Pharmaceutical companies have the opportunity to capitalize on Artificial Intelligence (AI). AI refers to the ability of computer systems to perform tasks that would normally require human intelligence. Drug companies continuously analyze thousands of compounds, seeking candidates of therapeutic value. The process can be time-consuming and costly: 1–6 years for preclinical development, costing about $1 billion, and 6–12 years for clinical development before FDA approval, costing about $1.4 billion, with a cumulative probability of roughly 8 percent of getting a development candidate to approval. In an effort to speed up the process, improve efficiency, and reduce healthcare costs, several pharmaceutical companies have implemented systems biology, computational modelling, and AI, albeit with mixed success.
AI Saves Half the Time and Money for Drug Discovery:
In February 2017, BERG Health, a 6-year-old startup backed by Silicon Valley billionaire Carl Berg, made headlines when they announced that their AI platform had selected a drug candidate for rare brain cancers that has now entered clinical trials as monotherapy (i.e., stand-alone treatment). The drug candidate, BPM 31510-IV, was guided through early development by the AI-based BERG Interrogative Biology Platform. The platform analyzed patient data from thousands of cancer patients to build a in silico disease model and suggest possible drug treatments.
“We’ve essentially reversed the scientific method,” BERG’s President and Co-Founder, Niven Narain said, “Instead of a preconceived hypothesis that leads us to do experiments and generate a particular type of data, we allowed the biological data from the patients to lead us to the hypotheses.”
Legally required regulatory testing necessitates that all drug candidates pass through animal tests; this requirement is unlikely to change in the near future. However, the potential to select a drug candidate entirely from human data may not only expedite the drug development process but also reduce the attrition rate of drug candidates, thus decreasing overall cost. Narain claims that his AI platform took half the time and half the money of traditional methods.
Drug Target Identification and Toxicity Prediction:
Despite the daunting drug development process, FDA approved drugs are frequently withdrawn from markets. This is primarily due to their side effects or toxicities, which is a fallout of polypharmacology of drugs. Polypharmacology is the interaction of drug molecules with multiple targets that, besides the intended therapeutic effect, can result in side effects. Two companies already leveraging AI and Big Data for the purpose of drug target identification and side effect prediction are Cyclica Inc., a Canadian startup, and One Three Biotech, a spin-off of Weill Cornell Medical College in New York.
Cyclica Inc., founded in 2010, employs a suite of computational algorithms. Their predictive analytics platform, Ligand Express™, combines proteome-docking, ligand effect prediction, and systems biology and drug-protein interactome analysis, to evaluate and compare small molecules, and predict how each drug will interact with the human body (i.e., human proteome). Cyclica’s Ligand Express platform is used and validated through third-party organizations, allowing clients to anticipate a drug candidate’s side effects prior to clinical trials, thereby enabling more informed R&D investment decisions.

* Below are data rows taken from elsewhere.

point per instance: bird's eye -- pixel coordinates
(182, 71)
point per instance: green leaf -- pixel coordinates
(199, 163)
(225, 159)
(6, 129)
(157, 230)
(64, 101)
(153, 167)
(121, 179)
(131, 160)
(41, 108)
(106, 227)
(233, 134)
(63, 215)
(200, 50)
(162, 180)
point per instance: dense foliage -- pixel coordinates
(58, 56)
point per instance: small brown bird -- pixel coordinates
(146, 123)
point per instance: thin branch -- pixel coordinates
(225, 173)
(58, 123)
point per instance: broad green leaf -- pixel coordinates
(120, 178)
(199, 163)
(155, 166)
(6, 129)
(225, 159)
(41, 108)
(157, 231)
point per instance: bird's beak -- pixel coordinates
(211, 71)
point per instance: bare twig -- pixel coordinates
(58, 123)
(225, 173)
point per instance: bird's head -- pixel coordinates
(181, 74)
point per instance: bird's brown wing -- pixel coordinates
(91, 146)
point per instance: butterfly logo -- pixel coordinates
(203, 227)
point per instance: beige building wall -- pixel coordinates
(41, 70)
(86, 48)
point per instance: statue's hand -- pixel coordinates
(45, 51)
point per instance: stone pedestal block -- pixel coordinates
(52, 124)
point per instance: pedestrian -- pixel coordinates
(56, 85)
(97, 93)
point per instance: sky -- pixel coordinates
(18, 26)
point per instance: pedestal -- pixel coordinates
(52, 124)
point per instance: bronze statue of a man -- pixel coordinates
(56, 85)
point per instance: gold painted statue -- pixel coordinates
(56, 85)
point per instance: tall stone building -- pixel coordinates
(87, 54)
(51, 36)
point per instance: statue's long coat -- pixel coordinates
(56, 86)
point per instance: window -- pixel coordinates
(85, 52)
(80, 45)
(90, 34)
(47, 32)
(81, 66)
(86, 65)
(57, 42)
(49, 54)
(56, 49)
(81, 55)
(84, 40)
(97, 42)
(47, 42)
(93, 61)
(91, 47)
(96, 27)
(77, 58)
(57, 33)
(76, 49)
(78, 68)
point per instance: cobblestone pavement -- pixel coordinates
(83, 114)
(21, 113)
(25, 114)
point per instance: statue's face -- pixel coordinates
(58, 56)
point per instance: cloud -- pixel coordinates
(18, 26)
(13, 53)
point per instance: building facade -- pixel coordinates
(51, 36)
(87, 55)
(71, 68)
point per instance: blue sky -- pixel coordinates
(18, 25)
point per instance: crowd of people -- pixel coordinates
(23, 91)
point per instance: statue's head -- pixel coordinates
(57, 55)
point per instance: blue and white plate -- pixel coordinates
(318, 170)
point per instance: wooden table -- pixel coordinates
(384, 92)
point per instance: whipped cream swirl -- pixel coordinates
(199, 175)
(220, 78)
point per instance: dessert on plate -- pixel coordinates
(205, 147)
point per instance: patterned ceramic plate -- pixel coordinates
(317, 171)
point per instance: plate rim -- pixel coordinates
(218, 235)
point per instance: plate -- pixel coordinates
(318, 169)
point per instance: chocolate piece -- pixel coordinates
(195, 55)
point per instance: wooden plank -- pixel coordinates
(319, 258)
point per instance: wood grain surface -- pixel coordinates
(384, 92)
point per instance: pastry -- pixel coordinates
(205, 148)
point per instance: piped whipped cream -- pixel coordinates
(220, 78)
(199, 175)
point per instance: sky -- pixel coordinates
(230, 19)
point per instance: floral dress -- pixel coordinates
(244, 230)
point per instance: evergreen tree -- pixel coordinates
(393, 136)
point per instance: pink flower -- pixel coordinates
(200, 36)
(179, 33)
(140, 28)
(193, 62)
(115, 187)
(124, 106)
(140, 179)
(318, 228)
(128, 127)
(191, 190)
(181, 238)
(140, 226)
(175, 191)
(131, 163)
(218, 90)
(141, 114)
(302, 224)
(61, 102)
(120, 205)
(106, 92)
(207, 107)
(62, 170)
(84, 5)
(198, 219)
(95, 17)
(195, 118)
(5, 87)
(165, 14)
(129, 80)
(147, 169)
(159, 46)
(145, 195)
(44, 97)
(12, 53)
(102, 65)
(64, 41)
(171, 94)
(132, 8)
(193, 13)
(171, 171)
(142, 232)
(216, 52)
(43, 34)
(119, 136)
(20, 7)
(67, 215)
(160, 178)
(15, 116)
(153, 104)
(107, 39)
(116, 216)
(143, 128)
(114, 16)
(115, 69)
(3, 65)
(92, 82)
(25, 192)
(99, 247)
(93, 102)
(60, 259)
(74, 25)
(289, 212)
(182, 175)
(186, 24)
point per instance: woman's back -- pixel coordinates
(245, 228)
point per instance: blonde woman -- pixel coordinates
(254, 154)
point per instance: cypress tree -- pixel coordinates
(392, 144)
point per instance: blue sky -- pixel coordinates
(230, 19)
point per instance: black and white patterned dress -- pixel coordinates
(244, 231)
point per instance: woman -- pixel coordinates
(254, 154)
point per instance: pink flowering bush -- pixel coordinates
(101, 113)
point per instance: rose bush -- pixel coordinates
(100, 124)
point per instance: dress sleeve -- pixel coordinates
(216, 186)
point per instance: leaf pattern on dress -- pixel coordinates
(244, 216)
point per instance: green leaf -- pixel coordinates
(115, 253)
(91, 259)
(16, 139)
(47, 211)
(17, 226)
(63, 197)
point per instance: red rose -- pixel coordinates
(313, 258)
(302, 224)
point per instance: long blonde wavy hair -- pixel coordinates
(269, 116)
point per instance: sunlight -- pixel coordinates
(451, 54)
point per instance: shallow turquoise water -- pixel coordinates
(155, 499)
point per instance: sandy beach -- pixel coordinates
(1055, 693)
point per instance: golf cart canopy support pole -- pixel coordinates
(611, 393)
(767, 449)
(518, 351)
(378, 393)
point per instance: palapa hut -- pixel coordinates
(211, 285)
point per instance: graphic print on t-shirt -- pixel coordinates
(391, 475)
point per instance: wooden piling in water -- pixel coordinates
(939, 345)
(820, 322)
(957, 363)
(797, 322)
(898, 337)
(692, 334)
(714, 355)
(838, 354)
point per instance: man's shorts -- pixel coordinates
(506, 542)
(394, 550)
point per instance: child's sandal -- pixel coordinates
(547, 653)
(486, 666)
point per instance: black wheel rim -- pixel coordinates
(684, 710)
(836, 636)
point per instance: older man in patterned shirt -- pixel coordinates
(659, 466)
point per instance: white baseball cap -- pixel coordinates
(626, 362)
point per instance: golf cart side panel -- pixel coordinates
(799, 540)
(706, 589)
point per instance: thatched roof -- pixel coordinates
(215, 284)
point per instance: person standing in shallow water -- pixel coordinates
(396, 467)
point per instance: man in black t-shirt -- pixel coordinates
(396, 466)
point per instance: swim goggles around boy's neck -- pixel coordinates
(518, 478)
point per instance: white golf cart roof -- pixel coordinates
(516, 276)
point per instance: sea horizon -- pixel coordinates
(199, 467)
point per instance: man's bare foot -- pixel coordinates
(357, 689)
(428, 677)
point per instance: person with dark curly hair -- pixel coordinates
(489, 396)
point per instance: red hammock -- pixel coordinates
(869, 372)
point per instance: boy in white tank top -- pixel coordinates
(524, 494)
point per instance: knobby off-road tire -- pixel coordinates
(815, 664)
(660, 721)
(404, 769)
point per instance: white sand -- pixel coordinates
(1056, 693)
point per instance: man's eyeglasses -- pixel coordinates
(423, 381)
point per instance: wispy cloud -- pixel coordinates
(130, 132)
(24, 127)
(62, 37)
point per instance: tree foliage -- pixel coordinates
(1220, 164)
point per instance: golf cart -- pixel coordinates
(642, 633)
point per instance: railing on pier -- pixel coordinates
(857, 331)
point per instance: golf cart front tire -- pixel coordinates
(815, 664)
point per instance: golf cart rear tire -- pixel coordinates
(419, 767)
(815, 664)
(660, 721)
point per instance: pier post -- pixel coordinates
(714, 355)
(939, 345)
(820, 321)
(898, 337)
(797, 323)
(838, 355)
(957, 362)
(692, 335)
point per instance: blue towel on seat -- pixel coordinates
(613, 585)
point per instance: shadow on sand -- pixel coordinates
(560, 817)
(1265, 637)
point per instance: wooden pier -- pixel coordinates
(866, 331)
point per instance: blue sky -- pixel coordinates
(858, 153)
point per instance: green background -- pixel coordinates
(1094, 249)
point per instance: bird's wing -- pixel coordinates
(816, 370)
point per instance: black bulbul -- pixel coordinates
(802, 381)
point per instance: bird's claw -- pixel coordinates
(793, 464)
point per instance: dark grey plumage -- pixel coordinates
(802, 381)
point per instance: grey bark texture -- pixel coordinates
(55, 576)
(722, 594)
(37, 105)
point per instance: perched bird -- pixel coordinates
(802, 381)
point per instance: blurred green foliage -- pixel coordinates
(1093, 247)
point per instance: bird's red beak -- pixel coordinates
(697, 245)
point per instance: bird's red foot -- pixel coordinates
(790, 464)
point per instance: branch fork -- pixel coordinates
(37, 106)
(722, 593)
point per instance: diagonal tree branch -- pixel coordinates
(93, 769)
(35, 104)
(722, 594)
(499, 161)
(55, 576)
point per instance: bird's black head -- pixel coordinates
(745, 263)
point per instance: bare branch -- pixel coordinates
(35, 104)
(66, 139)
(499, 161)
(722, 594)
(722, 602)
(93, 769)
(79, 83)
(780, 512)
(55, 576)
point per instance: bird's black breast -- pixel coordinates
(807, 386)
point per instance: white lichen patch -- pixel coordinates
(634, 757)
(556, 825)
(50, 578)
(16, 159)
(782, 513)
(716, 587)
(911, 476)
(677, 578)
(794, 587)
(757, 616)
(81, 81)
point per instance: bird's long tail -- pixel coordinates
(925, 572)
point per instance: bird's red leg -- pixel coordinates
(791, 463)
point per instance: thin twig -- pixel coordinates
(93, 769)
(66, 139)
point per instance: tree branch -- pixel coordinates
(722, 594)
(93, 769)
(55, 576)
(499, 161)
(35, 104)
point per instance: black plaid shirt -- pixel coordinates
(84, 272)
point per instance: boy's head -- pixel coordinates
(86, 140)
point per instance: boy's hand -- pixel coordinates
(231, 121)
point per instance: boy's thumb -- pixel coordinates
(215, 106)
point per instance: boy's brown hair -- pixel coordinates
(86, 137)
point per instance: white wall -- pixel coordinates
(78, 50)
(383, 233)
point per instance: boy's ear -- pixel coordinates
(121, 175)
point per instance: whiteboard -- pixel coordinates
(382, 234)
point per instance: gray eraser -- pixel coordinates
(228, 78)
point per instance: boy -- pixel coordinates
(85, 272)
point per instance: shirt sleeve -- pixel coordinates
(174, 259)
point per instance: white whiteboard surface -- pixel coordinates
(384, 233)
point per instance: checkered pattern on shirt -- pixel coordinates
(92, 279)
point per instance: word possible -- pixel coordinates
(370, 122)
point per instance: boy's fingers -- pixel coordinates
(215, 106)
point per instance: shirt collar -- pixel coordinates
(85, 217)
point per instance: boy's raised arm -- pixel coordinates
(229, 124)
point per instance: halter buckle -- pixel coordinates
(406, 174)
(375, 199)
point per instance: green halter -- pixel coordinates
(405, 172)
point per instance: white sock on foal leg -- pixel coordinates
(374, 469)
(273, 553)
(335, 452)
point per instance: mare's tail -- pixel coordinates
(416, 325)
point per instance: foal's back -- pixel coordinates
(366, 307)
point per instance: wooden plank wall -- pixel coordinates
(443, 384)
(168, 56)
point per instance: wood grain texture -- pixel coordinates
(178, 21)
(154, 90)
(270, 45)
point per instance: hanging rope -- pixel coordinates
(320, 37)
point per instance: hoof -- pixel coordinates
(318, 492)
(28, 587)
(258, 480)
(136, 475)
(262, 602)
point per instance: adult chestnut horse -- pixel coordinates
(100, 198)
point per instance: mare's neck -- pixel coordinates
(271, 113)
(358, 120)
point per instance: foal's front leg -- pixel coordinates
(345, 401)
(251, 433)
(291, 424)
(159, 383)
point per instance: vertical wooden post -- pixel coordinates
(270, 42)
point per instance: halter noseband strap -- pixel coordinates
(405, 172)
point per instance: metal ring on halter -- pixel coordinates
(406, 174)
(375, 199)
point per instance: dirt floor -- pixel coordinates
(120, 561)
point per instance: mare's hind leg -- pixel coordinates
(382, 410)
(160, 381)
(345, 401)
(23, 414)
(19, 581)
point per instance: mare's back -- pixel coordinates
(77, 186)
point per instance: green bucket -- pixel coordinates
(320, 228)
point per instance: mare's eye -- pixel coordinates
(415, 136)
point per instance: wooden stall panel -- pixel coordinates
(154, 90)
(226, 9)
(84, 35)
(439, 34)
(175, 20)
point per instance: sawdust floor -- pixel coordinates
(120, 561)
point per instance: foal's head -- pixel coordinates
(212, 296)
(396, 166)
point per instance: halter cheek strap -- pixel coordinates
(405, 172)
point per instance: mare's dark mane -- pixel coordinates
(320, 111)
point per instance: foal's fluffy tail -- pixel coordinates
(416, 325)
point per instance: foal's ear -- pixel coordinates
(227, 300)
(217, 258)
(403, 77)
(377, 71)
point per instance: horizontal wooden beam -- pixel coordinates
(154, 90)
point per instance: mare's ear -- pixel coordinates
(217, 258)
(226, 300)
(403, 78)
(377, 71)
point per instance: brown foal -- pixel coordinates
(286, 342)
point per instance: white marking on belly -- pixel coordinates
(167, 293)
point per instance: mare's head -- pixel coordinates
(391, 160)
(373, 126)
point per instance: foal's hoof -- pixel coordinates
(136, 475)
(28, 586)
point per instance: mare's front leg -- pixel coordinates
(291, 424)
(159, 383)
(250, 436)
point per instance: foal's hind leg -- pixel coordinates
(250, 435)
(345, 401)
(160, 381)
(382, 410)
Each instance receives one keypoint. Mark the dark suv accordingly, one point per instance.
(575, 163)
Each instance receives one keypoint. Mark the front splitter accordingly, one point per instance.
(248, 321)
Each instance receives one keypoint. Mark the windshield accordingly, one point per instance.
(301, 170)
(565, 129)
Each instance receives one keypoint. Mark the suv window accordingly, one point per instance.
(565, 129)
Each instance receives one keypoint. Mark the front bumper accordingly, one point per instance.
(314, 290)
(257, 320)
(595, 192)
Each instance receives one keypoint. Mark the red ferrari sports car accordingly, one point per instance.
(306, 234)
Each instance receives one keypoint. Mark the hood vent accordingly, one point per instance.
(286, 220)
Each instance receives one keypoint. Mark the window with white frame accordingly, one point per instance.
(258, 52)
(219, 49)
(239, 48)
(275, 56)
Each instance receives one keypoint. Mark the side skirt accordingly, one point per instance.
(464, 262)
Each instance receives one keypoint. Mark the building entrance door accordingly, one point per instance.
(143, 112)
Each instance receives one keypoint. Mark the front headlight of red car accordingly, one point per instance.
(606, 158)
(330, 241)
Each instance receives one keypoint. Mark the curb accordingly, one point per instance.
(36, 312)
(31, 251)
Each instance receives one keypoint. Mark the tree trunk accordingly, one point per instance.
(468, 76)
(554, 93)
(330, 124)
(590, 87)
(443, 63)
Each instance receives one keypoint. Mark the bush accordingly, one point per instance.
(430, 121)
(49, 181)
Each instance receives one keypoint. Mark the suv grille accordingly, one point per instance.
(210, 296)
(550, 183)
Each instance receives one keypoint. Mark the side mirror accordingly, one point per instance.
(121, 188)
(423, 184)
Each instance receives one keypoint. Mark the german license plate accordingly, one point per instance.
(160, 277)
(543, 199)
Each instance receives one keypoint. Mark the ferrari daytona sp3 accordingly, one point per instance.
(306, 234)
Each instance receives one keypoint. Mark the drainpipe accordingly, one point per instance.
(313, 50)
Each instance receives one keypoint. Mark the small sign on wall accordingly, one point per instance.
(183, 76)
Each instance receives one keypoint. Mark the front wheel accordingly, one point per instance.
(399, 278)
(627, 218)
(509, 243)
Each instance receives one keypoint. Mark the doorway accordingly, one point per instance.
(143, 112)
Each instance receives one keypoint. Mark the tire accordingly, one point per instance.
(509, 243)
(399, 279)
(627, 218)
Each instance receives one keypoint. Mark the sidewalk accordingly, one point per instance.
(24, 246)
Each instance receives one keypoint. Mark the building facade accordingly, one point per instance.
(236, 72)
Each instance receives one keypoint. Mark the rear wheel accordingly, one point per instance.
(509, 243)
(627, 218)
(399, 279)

Working in the same space as Cyclica is One Three Biotech, founded by Neel Madhukar. The company’s AI-based platform was developed by Madhukar as part of his graduate work with computational biologist Olivier Elemento. When speaking to R&D research company, PreScouter, Elemento and Madhukar explained that their AI platform, BANDIT, helped Oncoceutics Inc. predict the target for ONC201, a first-in-class small molecule that is being evaluated in 5 clinical trials. Their results were later confirmed through in vitro assays, and the physiological relevance of the predicted interaction was established by analyzing clinical samples.
“The predictions are based on patient data. We are teaching AI to connect small molecules with their targets using curated data from public databases and hope to gain access to databases from Big Pharma to improve connection and correlation predictions,” Elemento said. Referring to their closest competitor, Madhukar claims that “While Cyclica may have higher computational capabilities, One Three Biotech’s AI platform has greater accuracy (~90%) than Cyclica’s platform (~70%).”
Cheaper Drug Development, Cheaper Healthcare:
Over the last five years, AI has made headway in various aspects of drug development and is being used by biotech startups and mid-size drug discovery companies. However, AI is yet to be embraced by Big Pharma corporations. As the adage goes, “the proof of the pudding is in the eating”, similarly, the long-term drug safety and clinical efficacy of AI-selected and developed drug candidates remain to be assessed.
AI has already revolutionized other sectors and has the potential to do so in the pharmaceutical industry by increasing drug development efficiency and reducing drug attrition, thereby reducing drug development cost and offering the promise of cheaper healthcare.